Cardiovascular Medicine and Society

J Am Coll Cardiol, 76 (21) 2517–2521


The coronavirus disease 2019 (COVID-19) pandemic has disrupted established pathways for conducting research worldwide, and its fractious effects could be long-lasting. Cardiovascular drug and device development, which has historically suffered from relative underinvestment, may be particularly susceptible to these system-wide perturbations. Although therapeutic development pipelines are often planned years in advance, trialists and sponsors have been forced to contend with “adapt-or-abandon” decisions over weeks to months during COVID-19 (1). The global nature of the pandemic, together with the dynamic and unpredictable forecast of subsequent waves, has pushed some sponsors to make challenging decisions to prematurely terminate programs. Other trials that were near completion at the start of the pandemic have evaluated potentially important therapies; COVID-19 may lead to delays in their regulatory review. Although many aspects of the COVID-19 pandemic have directly threatened the success of programs from initial target identification to sequential testing to ultimate regulatory approval, innovative solutions and potentially disruptive opportunities have also surfaced that may have a lasting and positive impact on future trial efficiency.

Here, we discuss the central role of regulatory authorities, including the U.S. Food and Drug Administration (FDA), in supporting research adaptations to the realities of the pandemic. Positioned at the heart of the clinical trial enterprise and often viewed as the final arbitrators of therapeutic access, regulatory decision-making has a powerful impact on behavior and responses of multiple stakeholders.
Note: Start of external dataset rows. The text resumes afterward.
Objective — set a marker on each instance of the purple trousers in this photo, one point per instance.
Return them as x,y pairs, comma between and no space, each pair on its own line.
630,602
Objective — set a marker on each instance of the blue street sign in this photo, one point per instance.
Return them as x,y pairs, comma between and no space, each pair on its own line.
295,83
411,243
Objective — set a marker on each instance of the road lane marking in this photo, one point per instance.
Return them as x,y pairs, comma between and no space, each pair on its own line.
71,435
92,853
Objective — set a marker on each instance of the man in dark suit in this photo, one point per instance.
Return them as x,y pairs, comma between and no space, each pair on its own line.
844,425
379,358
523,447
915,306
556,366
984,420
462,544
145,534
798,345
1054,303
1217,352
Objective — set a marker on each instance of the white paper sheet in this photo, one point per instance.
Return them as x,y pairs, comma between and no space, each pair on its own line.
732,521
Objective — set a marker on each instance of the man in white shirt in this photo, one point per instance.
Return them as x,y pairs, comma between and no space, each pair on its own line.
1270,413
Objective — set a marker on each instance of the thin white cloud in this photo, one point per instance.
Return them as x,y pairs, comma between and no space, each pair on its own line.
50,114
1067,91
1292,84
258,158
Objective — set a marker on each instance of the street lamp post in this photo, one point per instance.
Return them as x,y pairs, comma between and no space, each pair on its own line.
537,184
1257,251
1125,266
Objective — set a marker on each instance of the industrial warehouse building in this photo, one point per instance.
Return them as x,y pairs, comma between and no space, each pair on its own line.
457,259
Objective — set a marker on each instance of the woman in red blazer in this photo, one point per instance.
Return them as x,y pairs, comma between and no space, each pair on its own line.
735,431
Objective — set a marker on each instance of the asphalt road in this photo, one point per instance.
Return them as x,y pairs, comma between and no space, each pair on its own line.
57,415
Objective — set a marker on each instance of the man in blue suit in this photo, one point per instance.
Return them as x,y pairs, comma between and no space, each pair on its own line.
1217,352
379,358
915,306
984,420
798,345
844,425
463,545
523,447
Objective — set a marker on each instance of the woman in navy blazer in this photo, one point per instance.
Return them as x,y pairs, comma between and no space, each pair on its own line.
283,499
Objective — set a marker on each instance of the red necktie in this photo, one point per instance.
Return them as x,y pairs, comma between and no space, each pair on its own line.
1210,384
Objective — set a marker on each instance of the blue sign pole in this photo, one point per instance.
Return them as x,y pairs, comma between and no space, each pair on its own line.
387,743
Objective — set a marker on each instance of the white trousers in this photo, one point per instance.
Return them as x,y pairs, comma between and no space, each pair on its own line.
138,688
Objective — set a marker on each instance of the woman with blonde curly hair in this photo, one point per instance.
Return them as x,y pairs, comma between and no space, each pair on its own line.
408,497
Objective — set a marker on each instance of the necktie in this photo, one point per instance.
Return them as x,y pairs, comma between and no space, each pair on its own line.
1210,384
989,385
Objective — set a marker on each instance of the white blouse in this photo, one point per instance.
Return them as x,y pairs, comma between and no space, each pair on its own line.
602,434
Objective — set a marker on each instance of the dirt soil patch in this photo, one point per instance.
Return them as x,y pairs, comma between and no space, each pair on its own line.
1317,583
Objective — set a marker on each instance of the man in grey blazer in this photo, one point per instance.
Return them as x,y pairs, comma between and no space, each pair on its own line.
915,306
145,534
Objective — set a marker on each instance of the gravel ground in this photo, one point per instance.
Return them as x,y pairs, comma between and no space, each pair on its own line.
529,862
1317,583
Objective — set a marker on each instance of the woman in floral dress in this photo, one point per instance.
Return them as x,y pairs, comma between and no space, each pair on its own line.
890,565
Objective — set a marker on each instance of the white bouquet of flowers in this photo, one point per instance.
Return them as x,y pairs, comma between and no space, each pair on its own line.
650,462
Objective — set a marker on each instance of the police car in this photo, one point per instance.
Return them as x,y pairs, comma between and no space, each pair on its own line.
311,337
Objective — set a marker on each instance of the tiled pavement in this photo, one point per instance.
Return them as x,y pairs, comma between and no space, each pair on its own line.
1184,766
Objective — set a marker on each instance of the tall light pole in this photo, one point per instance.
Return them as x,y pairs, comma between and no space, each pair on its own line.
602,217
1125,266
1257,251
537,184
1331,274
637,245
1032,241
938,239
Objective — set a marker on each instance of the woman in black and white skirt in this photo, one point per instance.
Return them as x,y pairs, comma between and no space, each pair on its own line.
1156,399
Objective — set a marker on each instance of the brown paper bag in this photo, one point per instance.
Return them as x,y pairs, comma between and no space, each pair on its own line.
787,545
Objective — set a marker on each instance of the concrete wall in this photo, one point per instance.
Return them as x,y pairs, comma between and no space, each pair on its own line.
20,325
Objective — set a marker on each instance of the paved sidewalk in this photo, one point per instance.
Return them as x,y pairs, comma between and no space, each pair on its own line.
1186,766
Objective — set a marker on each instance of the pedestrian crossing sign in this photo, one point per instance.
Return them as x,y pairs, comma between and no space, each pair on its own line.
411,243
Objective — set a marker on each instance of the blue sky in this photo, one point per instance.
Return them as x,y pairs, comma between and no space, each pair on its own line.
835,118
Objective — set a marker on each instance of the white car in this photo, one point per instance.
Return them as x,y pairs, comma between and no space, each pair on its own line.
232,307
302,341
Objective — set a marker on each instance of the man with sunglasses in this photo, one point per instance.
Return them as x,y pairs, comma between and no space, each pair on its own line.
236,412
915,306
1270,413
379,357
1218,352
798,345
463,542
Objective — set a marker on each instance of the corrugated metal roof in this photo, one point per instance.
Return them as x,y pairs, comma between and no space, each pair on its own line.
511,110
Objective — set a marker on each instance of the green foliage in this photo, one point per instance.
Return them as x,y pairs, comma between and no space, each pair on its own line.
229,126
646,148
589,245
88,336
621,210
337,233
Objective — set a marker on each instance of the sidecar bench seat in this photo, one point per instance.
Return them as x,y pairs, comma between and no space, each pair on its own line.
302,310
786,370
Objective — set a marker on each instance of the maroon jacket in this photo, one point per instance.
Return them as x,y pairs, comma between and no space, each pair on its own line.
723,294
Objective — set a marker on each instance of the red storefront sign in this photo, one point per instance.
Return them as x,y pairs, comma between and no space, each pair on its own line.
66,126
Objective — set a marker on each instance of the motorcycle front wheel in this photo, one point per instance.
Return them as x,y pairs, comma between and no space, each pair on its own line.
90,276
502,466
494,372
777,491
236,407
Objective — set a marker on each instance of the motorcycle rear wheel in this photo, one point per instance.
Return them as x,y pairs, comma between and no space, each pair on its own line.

Charged with protecting the health of the public, the FDA has been integrally and longitudinally involved in communicating their position and guiding a broad range of efforts during these uncertain times.

With increasing political pressures, heightened public scrutiny, and building anticipation around potential therapies and vaccines targeting COVID-19, the role of regulatory authorities in guiding the evaluation of non–COVID-19 therapeutics has been less discussed. In this report, we specifically examine how COVID-19 has affected regulatory strategy and the pipeline of cardiovascular drugs and devices.

FDA Remains “Open for New Business”

The FDA continues to remain engaged in the reviewing and processing of applications for therapeutics. Compared with the first half of 2019 (n = 13), impressively, the FDA’s Center for Drug Evaluation and Research approved nearly twice the number of new molecular entities or new therapeutic biological products during the first half of 2020 (n = 25), including bempedoic acid (a non-statin cholesterol-lowering therapy) (2). U.S. device regulation has been equally active; in the first half of 2020, 2 automated external defibrillator systems and 5 stent systems (or related components) were cleared (3). More broadly, even beyond the approval of novel drugs and devices, the FDA has actively reviewed labeling changes to existing therapies. Thus far in 2020, approximately 500 cardiovascular therapies have received approvals or tentative approvals, inclusive of labeling updates (4). The pace of these approvals has been relatively steady even during the initial phases of COVID-19 (Figure 1). The work for many of these approvals, clearances, and labeling changes were far advanced by the time the pandemic began. New applications are anticipated to slow, resulting in a potential reduction in future cardiovascular therapeutics in the pipeline.

Figure 1
Figure 1

Approvals and Tentative Approvals Processed by the FDA in 2020

These estimates encompass approvals (and tentative approvals) of New Drug Applications, Biologics License Applications, and Abbreviated New Drug Applications (together with their approved supplements) (6). Approvals related to cardiovascular therapies are identified in blue. Key public health events are identified with black arrows. FDA = U.S. Food And Drug Administration; WHO = World Health Organization.

Ensuring Access to Existing Therapies

In anticipation of supply chain disruptions in access to existing therapies, the FDA is actively working with manufacturers to monitor product availability. As of July 13, 2020, 503 therapies with cardiovascular, endocrinology/metabolism, or hematology indications were in shortage (5). However, only 67 were newly posted since the United States declared a public health emergency on March 13, 2020. Across the United States, patients appeared to stockpile therapies early, while prescription fills of cardiovascular therapies may be modestly lower in later phases of the pandemic (6).

Regulatory Flexibility in Supporting a Sustainable Therapeutic Pipeline

Hazards of face-to-face interactions, shutdowns of clinical research sites, interruptions in institutional review board workflows, reductions in cardiovascular health care utilization, and competing risks of COVID-19 illness have all culminated in distinct challenges to continuing trials. Although temporary pauses may be possible in select situations, these delays may not be financially tenable for many sponsors. COVID-19 has presented particular challenges for select high-risk cardiovascular populations, where patients and trialists cannot afford delays in research, and in certain cases (such as cardio-oncology) access to novel treatments may hinge on trial enrollment. As such, most trials have already begun adapting protocols. As outlined in a general FDA guidance document (7) and a detailed statistical document (8), regulatory authorities appear supportive of promoting study flexibility, while ensuring the safety of participants and clinical research teams, preserving trial integrity, and maintaining a robust evidentiary bar.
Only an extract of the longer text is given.